You're rights. The number of conv parameters only depends of the size of the kernel, the number of channels for a particular layer and the total number of layers.

However, the problem when you change the input resolution (here 640x480x3) is that the final layer right before the fc layer won't have the same dimension than the network with 224x224x3. Thus, it's not compatible as is.

Why?

example with Input resolution 224x224x3 :

  1. 1st layer stride = 2 thus output of layer 1 is 112x112x32
  2. 2nd layer stride = 2 thus output of layer 2 is 56x56x16
  3. 3rd layer stride = 1 thus output of layer 3 is 56x56x32
  4. and so on...

The stride affects the resolution of intermediate feature maps. Last layer would be bigger if you use a 640x480x3 input resolution so the FC layer is not compatible. You should transfer the convolutional weights learned from the vanilla model (with 224x224 resolution) to the new convnet compatible with 640x480x3 input data.

0
Atresmo On

After checking in more detail it seems that the number of parameters depends on the kernel sizes and the number of filters of each convolutional layer, as well as the number of neurons on the final fully connected layer and some due to Batch Normalization layers in between.

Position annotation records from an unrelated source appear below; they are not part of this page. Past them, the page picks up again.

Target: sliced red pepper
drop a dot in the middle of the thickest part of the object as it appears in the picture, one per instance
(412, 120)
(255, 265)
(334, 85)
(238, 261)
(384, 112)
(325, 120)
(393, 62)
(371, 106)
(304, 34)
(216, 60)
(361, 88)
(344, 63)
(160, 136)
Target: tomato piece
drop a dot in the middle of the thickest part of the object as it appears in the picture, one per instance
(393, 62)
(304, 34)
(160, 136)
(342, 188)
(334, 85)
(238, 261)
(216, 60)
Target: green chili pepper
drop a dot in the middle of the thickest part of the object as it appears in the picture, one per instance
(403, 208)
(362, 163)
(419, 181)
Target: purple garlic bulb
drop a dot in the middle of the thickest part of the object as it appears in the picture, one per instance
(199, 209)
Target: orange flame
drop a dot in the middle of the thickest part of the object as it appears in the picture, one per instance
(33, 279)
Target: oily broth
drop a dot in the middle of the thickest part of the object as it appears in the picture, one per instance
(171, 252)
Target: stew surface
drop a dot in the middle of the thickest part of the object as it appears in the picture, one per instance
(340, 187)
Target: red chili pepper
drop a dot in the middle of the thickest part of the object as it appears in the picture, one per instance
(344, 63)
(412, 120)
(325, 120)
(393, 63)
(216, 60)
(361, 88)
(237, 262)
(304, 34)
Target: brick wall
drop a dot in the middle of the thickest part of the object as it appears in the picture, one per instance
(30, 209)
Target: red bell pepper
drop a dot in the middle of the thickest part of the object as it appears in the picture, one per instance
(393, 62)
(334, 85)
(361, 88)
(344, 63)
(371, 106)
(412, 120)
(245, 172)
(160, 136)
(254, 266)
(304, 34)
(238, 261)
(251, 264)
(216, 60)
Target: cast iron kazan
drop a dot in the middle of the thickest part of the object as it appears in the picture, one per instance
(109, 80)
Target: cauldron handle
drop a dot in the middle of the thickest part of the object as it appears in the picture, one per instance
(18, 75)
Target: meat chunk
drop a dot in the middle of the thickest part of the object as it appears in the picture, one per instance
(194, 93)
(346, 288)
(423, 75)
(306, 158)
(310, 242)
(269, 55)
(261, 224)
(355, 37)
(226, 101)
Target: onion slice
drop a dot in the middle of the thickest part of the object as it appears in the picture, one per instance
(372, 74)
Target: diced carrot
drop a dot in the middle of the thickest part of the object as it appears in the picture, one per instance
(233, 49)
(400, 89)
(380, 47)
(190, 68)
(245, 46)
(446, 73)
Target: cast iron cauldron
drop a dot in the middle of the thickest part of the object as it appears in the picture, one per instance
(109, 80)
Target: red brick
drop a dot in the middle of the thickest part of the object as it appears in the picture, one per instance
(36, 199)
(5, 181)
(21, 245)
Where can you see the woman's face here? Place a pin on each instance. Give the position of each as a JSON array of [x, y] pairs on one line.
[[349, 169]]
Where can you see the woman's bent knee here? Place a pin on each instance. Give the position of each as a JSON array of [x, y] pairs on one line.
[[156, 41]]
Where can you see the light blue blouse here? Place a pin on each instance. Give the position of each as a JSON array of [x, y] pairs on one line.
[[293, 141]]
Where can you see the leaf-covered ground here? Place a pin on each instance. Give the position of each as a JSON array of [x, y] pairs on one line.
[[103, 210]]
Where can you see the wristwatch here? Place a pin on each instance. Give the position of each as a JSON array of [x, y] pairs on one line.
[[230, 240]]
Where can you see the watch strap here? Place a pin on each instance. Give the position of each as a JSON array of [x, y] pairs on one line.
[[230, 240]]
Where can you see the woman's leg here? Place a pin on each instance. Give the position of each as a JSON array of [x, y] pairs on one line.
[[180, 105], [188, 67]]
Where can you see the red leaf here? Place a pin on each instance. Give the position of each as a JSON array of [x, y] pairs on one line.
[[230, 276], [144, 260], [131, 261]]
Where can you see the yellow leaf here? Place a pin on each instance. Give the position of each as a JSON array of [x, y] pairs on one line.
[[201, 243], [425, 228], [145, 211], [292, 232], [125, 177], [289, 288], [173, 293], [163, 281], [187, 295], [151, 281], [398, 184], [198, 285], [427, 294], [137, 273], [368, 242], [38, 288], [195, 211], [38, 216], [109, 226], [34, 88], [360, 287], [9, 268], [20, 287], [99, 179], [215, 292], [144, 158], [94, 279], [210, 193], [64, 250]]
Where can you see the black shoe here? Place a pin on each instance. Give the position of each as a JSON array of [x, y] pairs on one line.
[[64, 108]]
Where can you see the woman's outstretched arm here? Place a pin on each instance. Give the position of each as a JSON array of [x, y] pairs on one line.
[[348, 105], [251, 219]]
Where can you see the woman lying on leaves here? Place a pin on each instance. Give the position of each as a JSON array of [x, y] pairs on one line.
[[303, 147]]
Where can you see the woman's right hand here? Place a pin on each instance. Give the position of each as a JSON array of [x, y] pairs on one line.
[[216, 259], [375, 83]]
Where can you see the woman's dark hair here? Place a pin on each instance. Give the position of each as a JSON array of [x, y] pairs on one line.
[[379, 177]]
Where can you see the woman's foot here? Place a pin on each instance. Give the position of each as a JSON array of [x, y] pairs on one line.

Since none of these aspects depend on the size of the input images, that is, the spatial resolution may change in the output of each Convolution layer, but the size of the convolutional kernel will still be the same (e.g. 3x3x3), consequently, the number of parameters will also be fixed.

The number of parameters of this kind of network (i.e. Convolutional Neural Networks) is independent of the spatial size of the input. Nevertheless, the number of channels (e.g. 3 in an RGB colored image) must be exactly 3.